14. Agent Communication
Communication patterns determine how agents share state, coordinate actions, and handle partial failure. Getting this wrong creates systems that work in testing and fail catastrophically in production.
Direct Messaging vs. Message Broker
Direct messaging (agent-to-agent) offers low latency but creates tight coupling. Message brokers decouple agents but introduce eventual consistency headaches.
For most production systems, start with a message broker:
import asyncio
from dataclasses import dataclass
from typing import Any
import json
@dataclass
class AgentMessage:
sender: str
recipient: str | None # None means broadcast
content: dict[str, Any]
message_type: str
reply_to: str | None = None
correlation_id: str | None = None
class InMemoryMessageBus:
def __init__(self):
self.subscribers: dict[str, asyncio.Queue] = {}
self.default_queue: asyncio.Queue = asyncio.Queue()
async def subscribe(self, agent_id: str) -> asyncio.Queue:
queue: asyncio.Queue[AgentMessage] = asyncio.Queue()
self.subscribers[agent_id] = queue
return queue
async def publish(self, message: AgentMessage):
if message.recipient and message.recipient in self.subscribers:
await self.subscribers[message.recipient].put(message)
else:
# Broadcast to all subscribers
for queue in self.subscribers.values():
await queue.put(message)
The Shared Nothing Problem
Agents that share memory through global state cause intermittent failures that are nearly impossible to reproduce. Each agent should own its state and communicate through messages only.
Serialization Pitfalls
Messages must survive process restarts. This means JSON serialization, not pickle:
# Bad: pickle fails across Python versions and is a security risk
import pickle
data = pickle.dumps(message)
# Good: JSON survives process boundaries
data = json.dumps(asdict(message), default=str)
Backpressure Handling
Unbounded queues cause memory exhaustion when producers outpace consumers.
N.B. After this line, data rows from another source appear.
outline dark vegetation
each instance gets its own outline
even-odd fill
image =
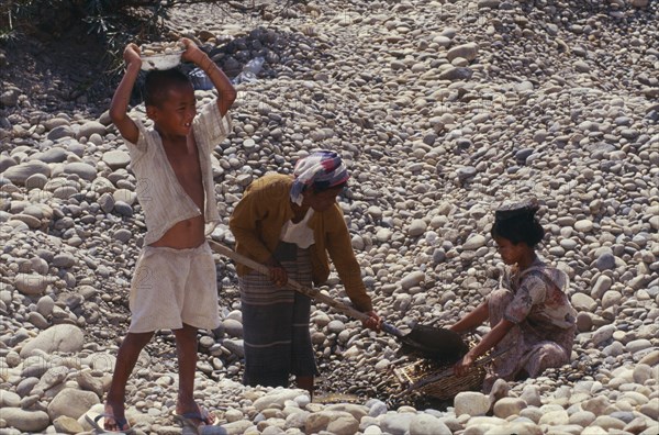
[[[100,103],[111,96],[129,42],[178,38],[167,27],[176,7],[206,3],[223,12],[277,15],[303,0],[2,0],[0,92],[41,94],[45,110]],[[40,99],[40,98],[37,98]],[[64,103],[64,104],[63,104]],[[92,110],[93,111],[93,110]]]

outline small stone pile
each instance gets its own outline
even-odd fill
[[[443,326],[495,285],[493,209],[535,196],[540,254],[571,278],[579,333],[568,366],[432,404],[396,395],[395,338],[317,304],[325,400],[245,388],[235,267],[216,256],[222,325],[200,333],[199,402],[231,434],[659,433],[657,3],[266,4],[248,19],[186,5],[168,23],[232,77],[266,60],[257,81],[238,85],[234,132],[213,153],[224,221],[212,237],[233,245],[228,216],[254,179],[336,149],[351,174],[339,204],[376,310],[403,330]],[[81,433],[102,411],[127,328],[145,230],[135,191],[148,180],[132,174],[107,112],[52,110],[47,89],[7,80],[0,435]],[[334,275],[322,290],[347,301]],[[180,433],[176,373],[174,335],[159,332],[129,382],[138,433]]]

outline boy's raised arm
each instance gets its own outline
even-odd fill
[[[126,71],[124,72],[119,87],[112,97],[110,104],[110,119],[119,129],[119,133],[129,142],[136,143],[139,138],[139,130],[135,122],[129,116],[129,102],[131,101],[131,92],[139,69],[142,68],[142,59],[139,58],[139,47],[133,43],[129,44],[124,49],[124,60],[126,62]]]
[[[186,45],[183,59],[197,64],[213,82],[213,86],[217,90],[217,108],[220,109],[220,114],[224,116],[236,99],[236,90],[231,80],[191,40],[183,37],[181,42]]]

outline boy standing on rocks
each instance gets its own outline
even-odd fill
[[[112,122],[126,142],[138,185],[147,233],[131,283],[132,313],[105,401],[104,430],[130,431],[124,414],[125,387],[139,352],[157,330],[176,337],[179,392],[176,414],[211,431],[210,414],[192,395],[197,367],[197,331],[219,326],[215,264],[205,242],[220,221],[211,168],[214,146],[231,132],[227,111],[236,98],[228,78],[192,41],[181,38],[182,59],[209,76],[217,99],[199,113],[193,87],[178,69],[149,71],[145,78],[146,114],[154,126],[127,114],[131,90],[142,68],[139,48],[124,51],[125,75],[110,108]],[[100,417],[97,419],[97,422]]]

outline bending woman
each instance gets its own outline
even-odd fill
[[[535,217],[538,205],[527,201],[498,210],[492,226],[505,269],[500,288],[450,330],[470,331],[483,322],[492,327],[482,341],[455,366],[460,376],[490,349],[506,350],[494,359],[483,391],[494,381],[535,378],[546,368],[569,362],[574,341],[577,312],[566,294],[567,275],[547,266],[535,246],[545,235]]]
[[[287,387],[289,375],[313,394],[317,375],[309,317],[311,300],[289,288],[288,278],[303,286],[330,276],[332,259],[353,304],[369,314],[365,326],[379,330],[348,228],[336,203],[349,176],[334,152],[300,159],[293,176],[270,174],[245,191],[230,220],[236,250],[268,265],[264,277],[238,266],[245,373],[248,386]]]

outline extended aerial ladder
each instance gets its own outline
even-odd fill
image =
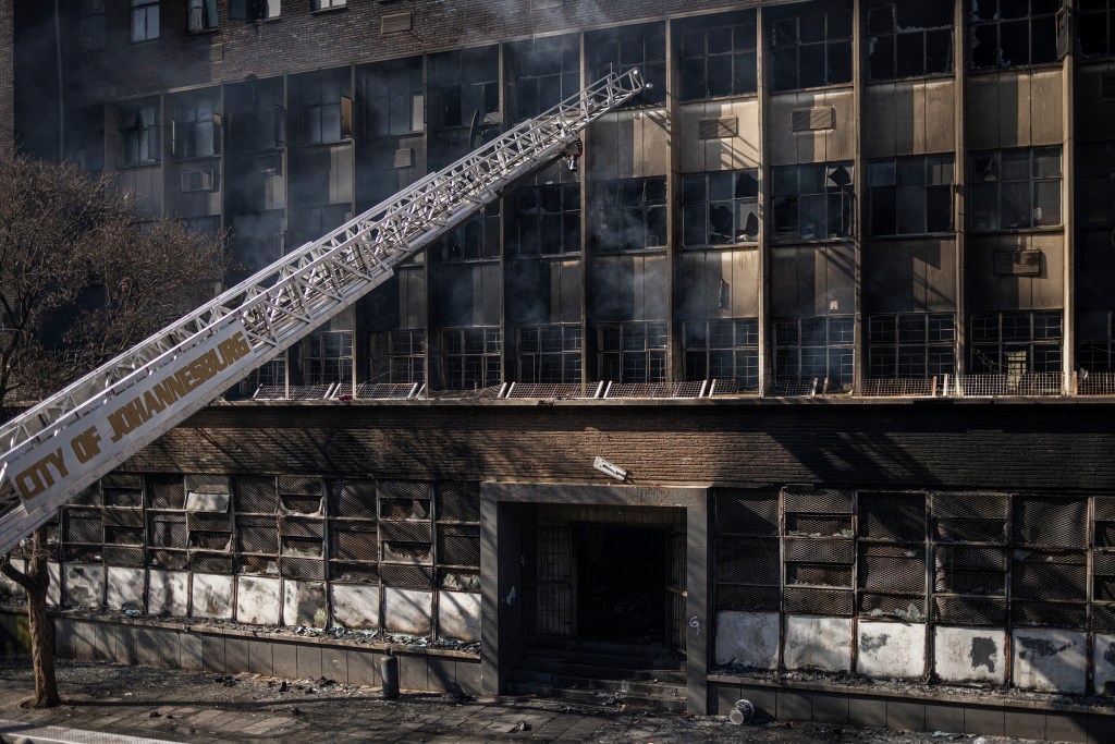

Implement backpressure explicitly:
async def publish_with_backpressure(self, message: AgentMessage, max_queue_size: int = 1000):
queue_size = self.subscribers[message.recipient].qsize() if message.recipient in self.subscribers else 0
if queue_size > max_queue_size:
raise BackpressureError(f"Queue for {message.recipient} has {queue_size} pending messages")
await self.publish(message)
Modify the message bus to track delivery receipts. Implement a retry mechanism for agents that don't acknowledge within a timeout window.